= Andrew McClelland =

Australian comedian and writer

Andrew McClelland is an Australian comedian, writer and DJ from Melbourne, Victoria.

== Comedian ==
McClelland has performed hour-long comedy shows around Australia, New Zealand and at the Edinburgh Fringe Festival since 2003. His past shows have included Tie Her To The Tracks (2012 Moosehead recipient), Andrew McClelland’s One Man Stand (2012 Crikey's 'Best of the Fest' award), and Andrew McClelland's Somewhat Accurate History of Pirates (1550-2017) (2004 Piece of Wood Award). He is a frequent collaborator of comedian Lawrence Leung.

=== Comedy Awards ===
Melbourne International Comedy Festival 'Piece of Wood' (Comedian's Choice) Award.

Sydney Comedy Festival Judges Panel Award.

Melbourne International Comedy Festival Moosehead Award.

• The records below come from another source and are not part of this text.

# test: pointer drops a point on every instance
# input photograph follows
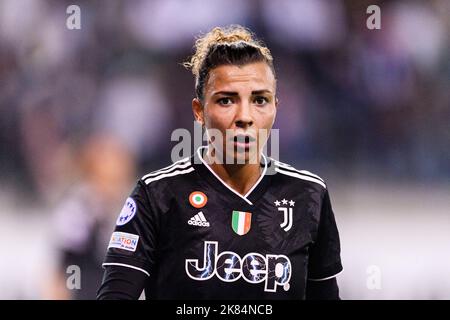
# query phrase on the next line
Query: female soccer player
(229, 222)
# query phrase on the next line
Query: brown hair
(232, 45)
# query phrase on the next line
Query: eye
(225, 101)
(260, 100)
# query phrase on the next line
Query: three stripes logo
(199, 220)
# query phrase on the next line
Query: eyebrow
(233, 93)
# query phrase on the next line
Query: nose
(244, 116)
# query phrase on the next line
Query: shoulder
(174, 171)
(288, 172)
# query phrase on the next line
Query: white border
(125, 265)
(327, 278)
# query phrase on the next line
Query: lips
(243, 138)
(242, 141)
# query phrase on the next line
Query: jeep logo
(273, 270)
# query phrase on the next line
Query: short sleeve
(133, 241)
(325, 252)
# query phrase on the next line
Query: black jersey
(196, 238)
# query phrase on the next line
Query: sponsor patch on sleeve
(127, 213)
(123, 240)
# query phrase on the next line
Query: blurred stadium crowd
(85, 112)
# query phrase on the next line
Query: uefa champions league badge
(198, 199)
(128, 211)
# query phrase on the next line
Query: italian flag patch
(241, 222)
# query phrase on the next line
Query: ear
(197, 109)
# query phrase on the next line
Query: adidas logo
(198, 220)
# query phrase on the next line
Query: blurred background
(84, 113)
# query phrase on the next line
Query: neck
(240, 177)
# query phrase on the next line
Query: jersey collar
(207, 173)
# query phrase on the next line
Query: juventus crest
(286, 207)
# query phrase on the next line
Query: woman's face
(240, 107)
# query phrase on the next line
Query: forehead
(254, 76)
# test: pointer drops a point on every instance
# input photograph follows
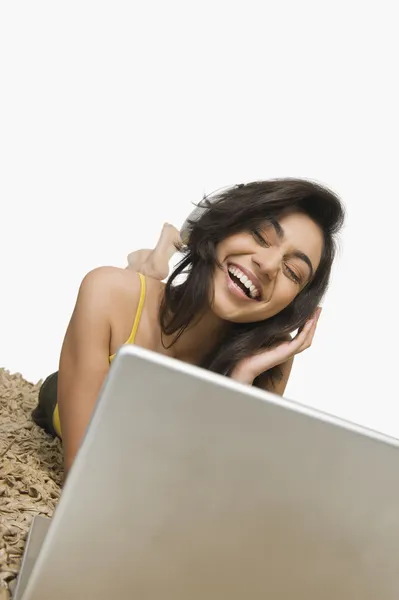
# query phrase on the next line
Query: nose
(268, 262)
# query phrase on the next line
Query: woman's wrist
(242, 376)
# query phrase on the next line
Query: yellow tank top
(130, 340)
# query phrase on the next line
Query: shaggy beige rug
(30, 472)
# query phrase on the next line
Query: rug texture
(30, 472)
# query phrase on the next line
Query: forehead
(299, 232)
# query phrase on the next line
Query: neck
(198, 339)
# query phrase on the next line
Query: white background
(115, 116)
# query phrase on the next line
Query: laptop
(189, 485)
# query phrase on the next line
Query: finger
(302, 335)
(312, 330)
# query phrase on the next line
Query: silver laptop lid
(190, 486)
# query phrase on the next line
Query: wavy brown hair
(244, 208)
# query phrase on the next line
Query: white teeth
(245, 280)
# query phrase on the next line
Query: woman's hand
(247, 370)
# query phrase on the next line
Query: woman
(257, 262)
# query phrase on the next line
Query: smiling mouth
(244, 283)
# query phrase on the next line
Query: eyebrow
(298, 254)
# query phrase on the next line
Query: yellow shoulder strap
(137, 318)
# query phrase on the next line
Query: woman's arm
(279, 386)
(84, 361)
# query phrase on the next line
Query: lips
(245, 280)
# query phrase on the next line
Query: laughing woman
(256, 262)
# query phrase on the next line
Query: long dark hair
(243, 208)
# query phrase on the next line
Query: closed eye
(259, 238)
(296, 278)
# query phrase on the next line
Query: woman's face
(272, 264)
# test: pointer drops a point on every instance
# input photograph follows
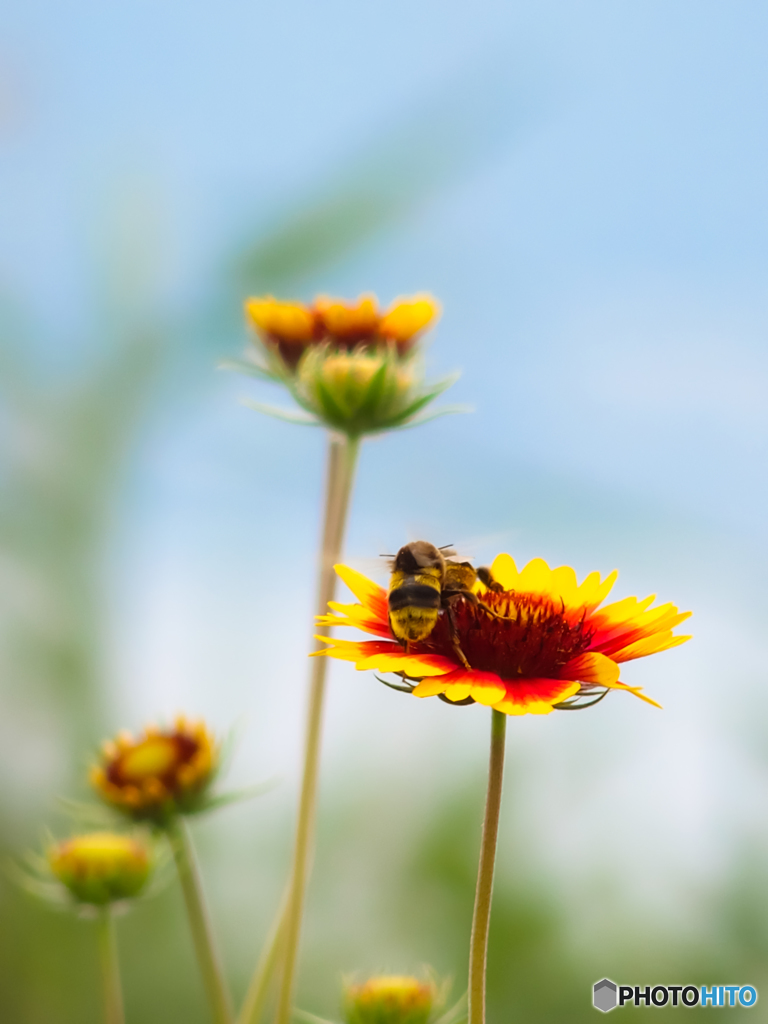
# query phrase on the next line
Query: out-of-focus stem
(342, 460)
(478, 945)
(200, 924)
(253, 1005)
(108, 955)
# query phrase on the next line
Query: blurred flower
(536, 641)
(350, 367)
(288, 329)
(395, 999)
(100, 867)
(161, 773)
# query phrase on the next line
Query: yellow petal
(592, 668)
(487, 693)
(429, 688)
(505, 571)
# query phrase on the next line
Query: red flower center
(532, 640)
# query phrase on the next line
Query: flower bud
(352, 368)
(158, 774)
(100, 867)
(393, 999)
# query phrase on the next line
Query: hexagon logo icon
(604, 995)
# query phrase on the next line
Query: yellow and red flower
(161, 772)
(540, 642)
(389, 999)
(292, 328)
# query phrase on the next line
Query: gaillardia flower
(160, 773)
(389, 999)
(532, 641)
(100, 867)
(289, 329)
(348, 366)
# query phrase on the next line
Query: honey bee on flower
(524, 641)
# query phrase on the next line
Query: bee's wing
(376, 568)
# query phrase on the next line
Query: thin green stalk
(253, 1005)
(341, 465)
(478, 945)
(200, 924)
(108, 955)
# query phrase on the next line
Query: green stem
(478, 945)
(200, 924)
(253, 1005)
(108, 955)
(342, 460)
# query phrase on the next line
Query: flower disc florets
(160, 773)
(348, 366)
(393, 999)
(290, 329)
(100, 867)
(535, 641)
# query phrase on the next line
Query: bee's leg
(455, 636)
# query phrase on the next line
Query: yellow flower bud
(393, 999)
(158, 774)
(100, 867)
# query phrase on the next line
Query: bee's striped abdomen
(414, 603)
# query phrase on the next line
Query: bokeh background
(584, 186)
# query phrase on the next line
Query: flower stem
(108, 955)
(200, 924)
(478, 945)
(253, 1005)
(342, 458)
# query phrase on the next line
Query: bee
(426, 582)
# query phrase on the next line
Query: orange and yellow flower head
(292, 328)
(100, 867)
(160, 773)
(349, 366)
(389, 999)
(538, 640)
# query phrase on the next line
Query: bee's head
(419, 555)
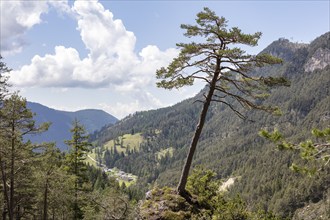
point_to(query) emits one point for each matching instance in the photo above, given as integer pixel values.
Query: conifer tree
(16, 155)
(75, 162)
(224, 67)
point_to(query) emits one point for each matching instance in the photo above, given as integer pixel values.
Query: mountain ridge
(61, 122)
(232, 147)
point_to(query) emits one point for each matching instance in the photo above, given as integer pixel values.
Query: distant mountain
(231, 146)
(61, 122)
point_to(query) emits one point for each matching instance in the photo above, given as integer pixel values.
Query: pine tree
(17, 156)
(225, 68)
(75, 162)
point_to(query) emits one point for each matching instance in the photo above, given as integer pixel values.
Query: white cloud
(111, 61)
(16, 18)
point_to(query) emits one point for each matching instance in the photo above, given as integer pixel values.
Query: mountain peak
(284, 49)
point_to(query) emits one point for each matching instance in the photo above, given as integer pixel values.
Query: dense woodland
(231, 147)
(40, 182)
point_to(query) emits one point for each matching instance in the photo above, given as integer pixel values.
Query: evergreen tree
(3, 80)
(16, 156)
(75, 162)
(224, 68)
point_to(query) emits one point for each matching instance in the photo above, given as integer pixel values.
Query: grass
(128, 141)
(162, 153)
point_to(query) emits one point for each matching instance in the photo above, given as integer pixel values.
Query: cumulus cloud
(16, 18)
(111, 61)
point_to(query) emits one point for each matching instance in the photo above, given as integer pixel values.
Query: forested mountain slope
(231, 146)
(61, 122)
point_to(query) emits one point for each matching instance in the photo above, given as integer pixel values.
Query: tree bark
(45, 214)
(5, 190)
(185, 171)
(12, 174)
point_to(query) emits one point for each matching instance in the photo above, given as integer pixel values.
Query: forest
(270, 134)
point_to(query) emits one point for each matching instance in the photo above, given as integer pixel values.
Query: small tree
(224, 68)
(310, 150)
(3, 80)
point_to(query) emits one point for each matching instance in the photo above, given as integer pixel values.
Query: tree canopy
(225, 68)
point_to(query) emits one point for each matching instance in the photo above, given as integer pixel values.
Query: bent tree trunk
(185, 171)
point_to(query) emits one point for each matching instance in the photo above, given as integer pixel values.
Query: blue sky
(103, 54)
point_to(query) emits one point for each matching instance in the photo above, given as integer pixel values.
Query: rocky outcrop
(319, 60)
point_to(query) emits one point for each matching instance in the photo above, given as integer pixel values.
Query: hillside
(230, 146)
(61, 122)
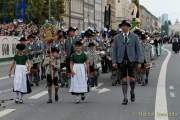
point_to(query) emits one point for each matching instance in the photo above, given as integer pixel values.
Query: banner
(8, 46)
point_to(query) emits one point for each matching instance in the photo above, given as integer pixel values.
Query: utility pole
(94, 13)
(49, 9)
(88, 13)
(101, 14)
(69, 13)
(83, 15)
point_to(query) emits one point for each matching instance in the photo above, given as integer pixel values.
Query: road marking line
(95, 89)
(5, 63)
(171, 87)
(103, 90)
(6, 112)
(5, 91)
(39, 95)
(172, 95)
(5, 77)
(161, 100)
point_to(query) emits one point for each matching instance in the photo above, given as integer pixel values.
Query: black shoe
(143, 84)
(83, 97)
(37, 84)
(16, 101)
(125, 102)
(21, 101)
(56, 97)
(49, 101)
(146, 81)
(132, 97)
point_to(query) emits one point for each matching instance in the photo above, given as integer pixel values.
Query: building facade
(84, 13)
(74, 13)
(149, 22)
(164, 18)
(112, 4)
(122, 11)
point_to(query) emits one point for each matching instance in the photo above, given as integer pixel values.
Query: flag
(30, 11)
(5, 17)
(15, 9)
(22, 9)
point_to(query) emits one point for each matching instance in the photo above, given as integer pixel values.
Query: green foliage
(136, 2)
(165, 28)
(39, 10)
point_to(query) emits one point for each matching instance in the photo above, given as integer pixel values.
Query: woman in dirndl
(21, 84)
(79, 70)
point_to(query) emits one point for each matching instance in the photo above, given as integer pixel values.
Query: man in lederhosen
(126, 53)
(69, 45)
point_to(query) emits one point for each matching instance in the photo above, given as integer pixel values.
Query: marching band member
(79, 70)
(21, 84)
(52, 64)
(126, 52)
(146, 57)
(94, 59)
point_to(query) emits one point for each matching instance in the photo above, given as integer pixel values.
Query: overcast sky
(158, 7)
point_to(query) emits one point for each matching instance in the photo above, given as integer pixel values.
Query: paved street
(104, 102)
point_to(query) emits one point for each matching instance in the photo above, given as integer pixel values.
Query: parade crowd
(17, 29)
(76, 61)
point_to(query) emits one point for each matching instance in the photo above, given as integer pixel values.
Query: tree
(165, 28)
(39, 10)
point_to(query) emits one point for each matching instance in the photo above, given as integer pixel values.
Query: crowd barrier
(8, 46)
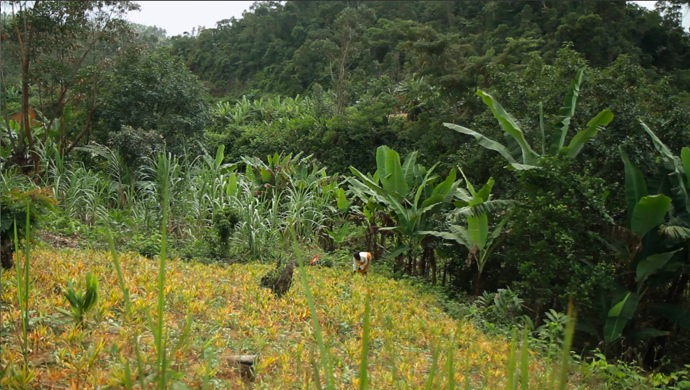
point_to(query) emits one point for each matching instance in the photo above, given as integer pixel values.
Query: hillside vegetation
(527, 163)
(227, 313)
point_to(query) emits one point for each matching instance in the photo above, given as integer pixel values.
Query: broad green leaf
(342, 202)
(381, 161)
(619, 315)
(394, 181)
(249, 173)
(422, 186)
(498, 230)
(510, 126)
(266, 175)
(565, 114)
(677, 314)
(593, 126)
(441, 191)
(408, 168)
(485, 191)
(651, 264)
(522, 167)
(483, 141)
(469, 185)
(231, 187)
(660, 146)
(649, 212)
(675, 232)
(457, 233)
(513, 146)
(635, 185)
(648, 333)
(681, 199)
(220, 155)
(478, 228)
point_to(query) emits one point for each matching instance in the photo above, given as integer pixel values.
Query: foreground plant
(81, 302)
(518, 152)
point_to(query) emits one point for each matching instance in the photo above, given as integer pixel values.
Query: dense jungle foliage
(513, 156)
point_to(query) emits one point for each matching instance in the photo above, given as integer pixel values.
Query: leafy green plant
(658, 235)
(81, 302)
(518, 152)
(15, 204)
(411, 197)
(475, 207)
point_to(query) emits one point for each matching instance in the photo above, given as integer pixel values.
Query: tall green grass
(160, 337)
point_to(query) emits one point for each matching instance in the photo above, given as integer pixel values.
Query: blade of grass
(160, 341)
(140, 362)
(391, 353)
(450, 370)
(325, 360)
(363, 378)
(511, 361)
(120, 275)
(565, 350)
(524, 360)
(434, 365)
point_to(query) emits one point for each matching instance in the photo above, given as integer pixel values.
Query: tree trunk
(22, 147)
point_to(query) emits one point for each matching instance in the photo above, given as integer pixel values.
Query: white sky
(176, 17)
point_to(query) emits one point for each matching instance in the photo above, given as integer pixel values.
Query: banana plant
(518, 152)
(660, 224)
(409, 194)
(475, 207)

Crikey 'Best of the Fest' Award.

=== Shows ===
2004 A Somewhat Accurate History of Pirates

2005 The Somewhat Secret Secret Society Show (with Lawrence Leung)

2006 Andrew McClelland's Mix Tape

2007 Andrew McClelland's Somewhat Ambitious Solution for Making the World a Better Place

2008 Andrew McClelland's Guide to Being a Modern Gentleman

2009 Time Ninjas (with Lawrence Leung)

2010 Andrew McClelland's Somewhat Accurate History of the Fall of the Roman Empire

2011 Truth be Told

2012 One Man Stand

2012 Tie Her to the Tracks

2013 Hang the DJ

2015 Overdressed and Underwhelmed

2016 We Really Must do this Again Sometime

2018 Andrew McClelland's seated Walking Tour of Western Europe

== Television ==
McClelland has had numerous television appearances including Spicks and Specks (ABC), In Siberia Tonight (SBS), Stand Up Australia (The Comedy Channel), AD/BC (SBS), The Chaser's War on Everything (ABC1), The Circle (Channel 10), Slide Show (Channel 7), Tonightly with Tom Ballard (ABC), Comedy Up Late (ABC), and providing all main character voices for The Dukes of Broxtonia (ABC3).

== DJing ==
Andrew has DJd since 2003 and has been head DJ at Mr McClelland's Finishing School since 2008 and sometimes performs a children's DJing show 'Mr McClelland's Starting School.'

He was also the only support act for Cher's 2018 Australia/New Zealand tour and Robbie Williams support for a secret gig in Melbourne in 2022.

Andrew currently DJs parties and functions around Australia and internationally.